Дружный залп из двенадцати винтовок.
Свежие насыпи.
Два креста.
10
Петракова выпустили в полдень. Кожаный бумажник, надетый рядом с крестом, камнем давил жилистую шею, глаза испуганно слезились. Думал, обыскивать будут, украдут заветную тяжесть, скопленную недоеданьем, страхом, грехом и обманом. Пока сидел в арестантской, бессвязно молился, путая молитвы с рублями. А когда молитва не успокаивала, злобно стискивал бумажник в кулаке сквозь грубую посконную рубаху, путал молитвы с жалобной плачущей матерщиной, готов был умереть, не разжимая костлявого кулака.

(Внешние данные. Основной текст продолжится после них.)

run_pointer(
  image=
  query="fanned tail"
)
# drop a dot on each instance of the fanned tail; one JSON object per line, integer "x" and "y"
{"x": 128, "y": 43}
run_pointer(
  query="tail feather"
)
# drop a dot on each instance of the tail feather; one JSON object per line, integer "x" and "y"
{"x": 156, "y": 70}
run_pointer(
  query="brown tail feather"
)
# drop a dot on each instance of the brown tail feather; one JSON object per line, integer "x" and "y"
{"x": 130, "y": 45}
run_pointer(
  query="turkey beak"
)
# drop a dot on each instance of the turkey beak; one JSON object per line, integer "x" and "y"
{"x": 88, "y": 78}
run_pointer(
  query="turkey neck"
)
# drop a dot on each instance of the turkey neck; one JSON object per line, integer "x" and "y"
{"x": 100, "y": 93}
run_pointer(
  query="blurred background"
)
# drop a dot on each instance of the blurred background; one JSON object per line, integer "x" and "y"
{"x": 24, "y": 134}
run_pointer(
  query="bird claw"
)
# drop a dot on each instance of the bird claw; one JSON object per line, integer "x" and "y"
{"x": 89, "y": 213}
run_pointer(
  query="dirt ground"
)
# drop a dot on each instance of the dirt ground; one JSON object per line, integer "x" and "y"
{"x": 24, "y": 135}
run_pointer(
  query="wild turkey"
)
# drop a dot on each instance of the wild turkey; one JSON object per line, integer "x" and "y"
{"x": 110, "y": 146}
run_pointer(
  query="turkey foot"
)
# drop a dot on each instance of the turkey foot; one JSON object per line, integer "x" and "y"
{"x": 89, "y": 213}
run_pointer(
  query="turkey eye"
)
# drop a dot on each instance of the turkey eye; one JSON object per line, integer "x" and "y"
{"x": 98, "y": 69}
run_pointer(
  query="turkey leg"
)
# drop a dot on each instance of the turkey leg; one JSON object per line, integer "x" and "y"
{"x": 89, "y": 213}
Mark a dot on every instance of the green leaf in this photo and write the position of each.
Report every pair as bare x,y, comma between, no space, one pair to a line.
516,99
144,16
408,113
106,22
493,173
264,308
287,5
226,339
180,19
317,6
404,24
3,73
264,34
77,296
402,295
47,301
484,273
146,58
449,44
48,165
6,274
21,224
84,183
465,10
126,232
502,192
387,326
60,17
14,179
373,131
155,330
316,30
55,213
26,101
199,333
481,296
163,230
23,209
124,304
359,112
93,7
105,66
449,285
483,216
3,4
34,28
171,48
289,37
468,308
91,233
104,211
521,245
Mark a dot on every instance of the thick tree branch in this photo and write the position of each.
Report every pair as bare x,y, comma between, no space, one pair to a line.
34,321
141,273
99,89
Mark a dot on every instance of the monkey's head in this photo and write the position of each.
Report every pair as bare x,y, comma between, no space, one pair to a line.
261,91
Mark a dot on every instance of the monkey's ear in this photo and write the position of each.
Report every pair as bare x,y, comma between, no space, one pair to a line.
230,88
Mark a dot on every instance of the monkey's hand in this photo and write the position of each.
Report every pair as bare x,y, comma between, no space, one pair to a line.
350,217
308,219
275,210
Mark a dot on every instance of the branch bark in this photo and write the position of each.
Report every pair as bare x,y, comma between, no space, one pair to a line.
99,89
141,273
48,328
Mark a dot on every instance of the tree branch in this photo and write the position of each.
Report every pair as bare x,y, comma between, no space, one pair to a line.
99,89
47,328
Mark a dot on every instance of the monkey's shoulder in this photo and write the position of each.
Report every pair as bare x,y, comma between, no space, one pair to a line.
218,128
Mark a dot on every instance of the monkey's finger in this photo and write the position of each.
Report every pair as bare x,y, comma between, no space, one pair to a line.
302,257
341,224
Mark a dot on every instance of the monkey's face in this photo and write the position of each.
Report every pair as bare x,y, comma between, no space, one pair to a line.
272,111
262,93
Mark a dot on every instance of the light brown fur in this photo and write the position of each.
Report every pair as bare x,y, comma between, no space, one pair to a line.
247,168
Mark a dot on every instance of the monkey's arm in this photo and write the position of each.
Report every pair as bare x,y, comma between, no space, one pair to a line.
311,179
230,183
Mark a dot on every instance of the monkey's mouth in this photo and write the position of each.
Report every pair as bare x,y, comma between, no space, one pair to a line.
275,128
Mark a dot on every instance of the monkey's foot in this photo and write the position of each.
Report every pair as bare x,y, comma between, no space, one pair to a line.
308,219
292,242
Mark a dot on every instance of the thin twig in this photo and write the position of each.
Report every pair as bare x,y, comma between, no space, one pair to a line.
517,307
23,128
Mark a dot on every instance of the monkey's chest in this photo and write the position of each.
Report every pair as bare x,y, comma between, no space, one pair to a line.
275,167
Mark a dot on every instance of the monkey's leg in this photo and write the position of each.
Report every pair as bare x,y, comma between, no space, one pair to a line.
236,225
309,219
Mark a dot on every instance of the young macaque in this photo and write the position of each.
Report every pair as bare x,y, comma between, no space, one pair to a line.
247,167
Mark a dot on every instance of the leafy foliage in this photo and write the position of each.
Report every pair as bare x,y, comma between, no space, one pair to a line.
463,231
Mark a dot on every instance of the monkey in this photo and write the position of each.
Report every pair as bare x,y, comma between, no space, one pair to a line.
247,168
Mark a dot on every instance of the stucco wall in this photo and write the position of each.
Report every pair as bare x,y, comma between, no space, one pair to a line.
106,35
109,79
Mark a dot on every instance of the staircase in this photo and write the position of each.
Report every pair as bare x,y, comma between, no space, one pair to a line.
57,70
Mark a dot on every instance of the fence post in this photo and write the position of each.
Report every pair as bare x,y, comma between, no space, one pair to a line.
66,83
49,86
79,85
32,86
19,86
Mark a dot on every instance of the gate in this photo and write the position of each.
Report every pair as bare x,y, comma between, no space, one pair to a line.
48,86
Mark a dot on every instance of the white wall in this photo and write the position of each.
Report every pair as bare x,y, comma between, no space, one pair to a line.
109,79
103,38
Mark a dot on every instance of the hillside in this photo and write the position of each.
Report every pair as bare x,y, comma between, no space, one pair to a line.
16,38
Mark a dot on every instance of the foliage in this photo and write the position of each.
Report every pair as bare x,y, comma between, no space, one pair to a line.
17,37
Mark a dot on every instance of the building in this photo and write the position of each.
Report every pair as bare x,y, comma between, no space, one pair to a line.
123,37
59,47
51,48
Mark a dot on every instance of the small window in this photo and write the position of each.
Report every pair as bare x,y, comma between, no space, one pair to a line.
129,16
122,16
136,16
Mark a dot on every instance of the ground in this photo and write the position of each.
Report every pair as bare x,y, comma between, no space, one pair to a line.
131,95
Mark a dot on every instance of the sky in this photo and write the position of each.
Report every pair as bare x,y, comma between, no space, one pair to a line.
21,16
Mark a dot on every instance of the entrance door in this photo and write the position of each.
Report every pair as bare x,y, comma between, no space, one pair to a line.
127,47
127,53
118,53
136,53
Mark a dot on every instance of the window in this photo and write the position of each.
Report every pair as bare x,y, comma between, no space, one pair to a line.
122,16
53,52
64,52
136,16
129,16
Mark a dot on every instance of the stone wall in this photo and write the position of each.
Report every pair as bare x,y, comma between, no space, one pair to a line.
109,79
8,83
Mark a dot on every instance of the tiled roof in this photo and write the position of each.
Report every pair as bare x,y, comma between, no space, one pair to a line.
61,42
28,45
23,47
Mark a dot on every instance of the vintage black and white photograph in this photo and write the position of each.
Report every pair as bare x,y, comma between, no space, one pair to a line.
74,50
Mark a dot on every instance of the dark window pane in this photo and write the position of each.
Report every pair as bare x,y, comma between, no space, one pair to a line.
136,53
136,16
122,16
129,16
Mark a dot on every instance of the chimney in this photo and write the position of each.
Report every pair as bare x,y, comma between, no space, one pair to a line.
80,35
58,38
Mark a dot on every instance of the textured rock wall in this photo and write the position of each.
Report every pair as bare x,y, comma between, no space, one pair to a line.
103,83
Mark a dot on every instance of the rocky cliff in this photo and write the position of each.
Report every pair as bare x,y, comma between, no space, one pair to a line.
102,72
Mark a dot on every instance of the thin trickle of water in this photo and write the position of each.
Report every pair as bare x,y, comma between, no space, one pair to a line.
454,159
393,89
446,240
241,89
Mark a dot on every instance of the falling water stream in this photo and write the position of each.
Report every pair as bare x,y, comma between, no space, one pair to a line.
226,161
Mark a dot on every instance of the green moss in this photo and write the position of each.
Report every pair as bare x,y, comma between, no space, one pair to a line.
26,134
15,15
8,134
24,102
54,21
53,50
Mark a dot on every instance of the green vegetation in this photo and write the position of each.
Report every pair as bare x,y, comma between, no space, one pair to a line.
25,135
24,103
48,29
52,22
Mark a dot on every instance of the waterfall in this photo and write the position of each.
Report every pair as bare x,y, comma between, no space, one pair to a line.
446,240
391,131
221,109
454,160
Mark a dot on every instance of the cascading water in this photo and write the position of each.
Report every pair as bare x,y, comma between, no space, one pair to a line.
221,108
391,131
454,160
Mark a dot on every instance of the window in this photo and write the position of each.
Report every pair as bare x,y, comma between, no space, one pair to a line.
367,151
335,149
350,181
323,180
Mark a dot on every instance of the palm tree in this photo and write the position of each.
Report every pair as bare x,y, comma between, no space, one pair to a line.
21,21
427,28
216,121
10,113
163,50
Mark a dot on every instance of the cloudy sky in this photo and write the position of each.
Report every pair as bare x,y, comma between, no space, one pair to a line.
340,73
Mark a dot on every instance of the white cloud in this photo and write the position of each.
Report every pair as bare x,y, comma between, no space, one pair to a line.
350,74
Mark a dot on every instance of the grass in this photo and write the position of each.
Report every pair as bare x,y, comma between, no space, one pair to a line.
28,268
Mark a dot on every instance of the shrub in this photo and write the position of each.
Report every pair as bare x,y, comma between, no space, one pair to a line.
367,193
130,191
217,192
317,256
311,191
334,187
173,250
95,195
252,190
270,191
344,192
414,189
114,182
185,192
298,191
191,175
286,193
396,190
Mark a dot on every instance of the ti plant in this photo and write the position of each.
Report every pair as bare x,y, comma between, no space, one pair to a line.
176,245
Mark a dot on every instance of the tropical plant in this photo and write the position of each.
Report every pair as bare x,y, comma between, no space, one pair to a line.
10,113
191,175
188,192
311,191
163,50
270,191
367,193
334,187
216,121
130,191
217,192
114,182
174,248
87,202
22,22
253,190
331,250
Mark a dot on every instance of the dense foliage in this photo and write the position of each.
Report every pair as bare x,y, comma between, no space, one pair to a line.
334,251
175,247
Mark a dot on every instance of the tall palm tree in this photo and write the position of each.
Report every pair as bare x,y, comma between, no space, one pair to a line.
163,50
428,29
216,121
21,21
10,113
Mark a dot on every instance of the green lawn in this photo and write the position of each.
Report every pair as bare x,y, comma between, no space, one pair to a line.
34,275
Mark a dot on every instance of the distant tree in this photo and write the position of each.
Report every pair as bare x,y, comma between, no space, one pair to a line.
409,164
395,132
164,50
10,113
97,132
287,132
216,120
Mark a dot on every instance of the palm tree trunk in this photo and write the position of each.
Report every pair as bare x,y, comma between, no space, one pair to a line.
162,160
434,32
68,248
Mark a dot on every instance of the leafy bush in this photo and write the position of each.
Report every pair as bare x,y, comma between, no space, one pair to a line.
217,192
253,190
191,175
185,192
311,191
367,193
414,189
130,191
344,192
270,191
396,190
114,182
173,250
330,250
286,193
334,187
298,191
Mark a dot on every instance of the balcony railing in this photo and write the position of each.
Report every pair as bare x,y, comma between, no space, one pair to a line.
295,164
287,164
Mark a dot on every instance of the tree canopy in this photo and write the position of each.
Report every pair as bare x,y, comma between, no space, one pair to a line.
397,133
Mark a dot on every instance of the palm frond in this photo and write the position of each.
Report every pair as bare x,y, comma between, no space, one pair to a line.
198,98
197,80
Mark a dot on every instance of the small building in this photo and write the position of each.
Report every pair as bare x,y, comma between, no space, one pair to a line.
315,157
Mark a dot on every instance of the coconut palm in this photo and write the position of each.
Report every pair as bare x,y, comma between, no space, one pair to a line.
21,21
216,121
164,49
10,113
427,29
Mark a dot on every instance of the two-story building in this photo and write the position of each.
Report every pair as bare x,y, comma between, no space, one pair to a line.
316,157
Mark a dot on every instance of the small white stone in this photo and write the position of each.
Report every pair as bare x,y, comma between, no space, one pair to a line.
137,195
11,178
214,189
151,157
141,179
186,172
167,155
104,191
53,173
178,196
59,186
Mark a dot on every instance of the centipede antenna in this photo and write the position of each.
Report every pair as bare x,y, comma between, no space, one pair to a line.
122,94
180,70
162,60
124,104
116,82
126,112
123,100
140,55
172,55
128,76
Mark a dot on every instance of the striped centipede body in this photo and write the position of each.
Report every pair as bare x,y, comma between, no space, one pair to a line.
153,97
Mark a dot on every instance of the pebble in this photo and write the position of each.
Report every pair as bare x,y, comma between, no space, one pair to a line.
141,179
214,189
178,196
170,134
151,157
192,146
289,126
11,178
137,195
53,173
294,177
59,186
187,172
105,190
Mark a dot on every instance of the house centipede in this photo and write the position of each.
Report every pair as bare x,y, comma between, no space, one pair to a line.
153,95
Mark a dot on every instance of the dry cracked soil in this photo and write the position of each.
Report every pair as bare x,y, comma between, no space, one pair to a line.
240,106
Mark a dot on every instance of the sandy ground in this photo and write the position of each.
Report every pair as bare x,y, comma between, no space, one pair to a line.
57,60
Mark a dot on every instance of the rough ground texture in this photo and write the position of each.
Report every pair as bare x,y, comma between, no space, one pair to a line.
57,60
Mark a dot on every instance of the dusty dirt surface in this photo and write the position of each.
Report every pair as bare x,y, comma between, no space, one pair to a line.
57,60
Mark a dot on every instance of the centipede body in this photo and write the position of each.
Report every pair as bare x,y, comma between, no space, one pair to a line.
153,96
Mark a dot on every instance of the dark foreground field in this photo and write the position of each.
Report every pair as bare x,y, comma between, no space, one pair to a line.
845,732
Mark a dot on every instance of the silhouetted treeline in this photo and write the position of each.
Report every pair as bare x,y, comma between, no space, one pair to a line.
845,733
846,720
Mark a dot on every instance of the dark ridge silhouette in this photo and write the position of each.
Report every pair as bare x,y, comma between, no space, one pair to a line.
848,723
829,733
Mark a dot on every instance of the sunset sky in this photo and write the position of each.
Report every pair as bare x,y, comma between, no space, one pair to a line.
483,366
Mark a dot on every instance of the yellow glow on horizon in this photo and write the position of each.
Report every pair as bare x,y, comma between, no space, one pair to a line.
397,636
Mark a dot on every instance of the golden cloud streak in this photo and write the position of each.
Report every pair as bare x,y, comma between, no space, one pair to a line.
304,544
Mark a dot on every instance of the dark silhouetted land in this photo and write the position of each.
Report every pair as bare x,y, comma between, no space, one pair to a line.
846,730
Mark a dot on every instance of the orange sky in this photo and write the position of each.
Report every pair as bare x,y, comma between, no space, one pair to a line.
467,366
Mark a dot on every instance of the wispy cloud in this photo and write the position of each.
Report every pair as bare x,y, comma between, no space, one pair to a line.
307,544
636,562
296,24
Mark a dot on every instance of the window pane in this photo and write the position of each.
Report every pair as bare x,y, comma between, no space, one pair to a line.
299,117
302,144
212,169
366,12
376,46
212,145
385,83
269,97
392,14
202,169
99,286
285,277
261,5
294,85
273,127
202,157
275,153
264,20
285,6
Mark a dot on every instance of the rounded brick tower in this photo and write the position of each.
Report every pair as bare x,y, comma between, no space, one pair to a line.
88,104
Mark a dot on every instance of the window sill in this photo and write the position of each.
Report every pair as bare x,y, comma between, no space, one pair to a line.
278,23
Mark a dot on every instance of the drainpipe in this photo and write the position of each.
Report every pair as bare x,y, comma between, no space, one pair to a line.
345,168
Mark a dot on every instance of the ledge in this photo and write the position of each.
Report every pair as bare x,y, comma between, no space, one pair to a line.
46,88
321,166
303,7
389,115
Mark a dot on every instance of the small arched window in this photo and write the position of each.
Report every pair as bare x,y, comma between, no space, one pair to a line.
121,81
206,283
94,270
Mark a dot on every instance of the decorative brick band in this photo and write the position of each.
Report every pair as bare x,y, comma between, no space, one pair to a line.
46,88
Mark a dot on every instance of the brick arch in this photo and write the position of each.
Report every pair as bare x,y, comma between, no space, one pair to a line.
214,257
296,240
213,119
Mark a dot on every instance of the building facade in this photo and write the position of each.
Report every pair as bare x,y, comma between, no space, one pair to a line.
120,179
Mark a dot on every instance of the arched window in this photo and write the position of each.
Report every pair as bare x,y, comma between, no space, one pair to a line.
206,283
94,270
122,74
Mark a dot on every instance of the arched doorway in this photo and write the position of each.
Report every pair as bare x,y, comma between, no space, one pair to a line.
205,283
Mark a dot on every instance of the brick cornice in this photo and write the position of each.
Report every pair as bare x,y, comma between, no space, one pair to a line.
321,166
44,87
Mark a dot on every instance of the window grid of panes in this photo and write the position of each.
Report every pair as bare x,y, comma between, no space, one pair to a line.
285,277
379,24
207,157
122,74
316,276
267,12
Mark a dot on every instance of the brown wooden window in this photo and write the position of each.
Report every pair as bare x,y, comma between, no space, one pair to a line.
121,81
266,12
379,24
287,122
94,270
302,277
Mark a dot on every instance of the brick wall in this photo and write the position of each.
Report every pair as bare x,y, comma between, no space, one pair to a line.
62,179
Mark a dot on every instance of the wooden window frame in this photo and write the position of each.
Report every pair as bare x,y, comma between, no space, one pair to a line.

На улице он не узнал своего порядка, прошел мимо ворот. Остановился, в переулке, подумал: "Моя, что ли, телега стоит? Вон и колесо валяется, а сердешника нет. Ах, сукины дети, стащили!"
Забежал во двор, у плетня свинья зарылась в навозную кучу. Только нос видно с круглыми ноздрями да глаза - маленькие щелочки. Поглядела свинья на хозяина расстроенного, хрюкнула:
– Здесь я - не бойся!..
Две курицы в сенях клевали пшено из раскрытого мешка. Кошка на полке грызла кусок свиного сала. Вот они, большевики! Через них приходится горе терпеть. Бросился Петраков на окаянную кошку - куры захлопали крыльями. Одна в потолок поднялась, словно сумасшедшая, забилась в куриной тревоге. Грохнула горшок с чистым дегтем - опять немазаными останутся хомуты.
– Киш, нечистый дух!
Попалась Петракову запорка сенная - вскрикнула курица, падая на спину, задергала ногами, завертела маленькой обезумевшей головой.
Схватил Петраков курицу на руки - испугался.
– Что ты? Что ты? Или я убил тебя?
И сала кусок валяется под ногами.
Икнула курица в последний раз, глаза ушли под розовые веки.
Вот они, большевики! Изничтожить надо сукиных детей, и жалеть никто не будет. Разве мысленное дело народ уравнять? Сало - черт с ним! Срезать можно то место, где кошка грызла. С курицей чего делать?
11
В арестантской сидела Матрена, вздрагивала мелкой непривычной дрожью, мутно глядела на черные загаженные стены. Слышала голоса за стеной, топот лошадиный, мысленно прижимала ребят, оставленных дома, плакала сухими проплаканными глазами. Чужим становился Федякин ей, далеким. Не муж. Не было жалости к нему, скорбью иссушившему сердце, и, плотно сжимая губы, отрекаясь, шептала Матрена:
– Такая дорога тебе! Не жалел меня с ребятишками, и я не буду.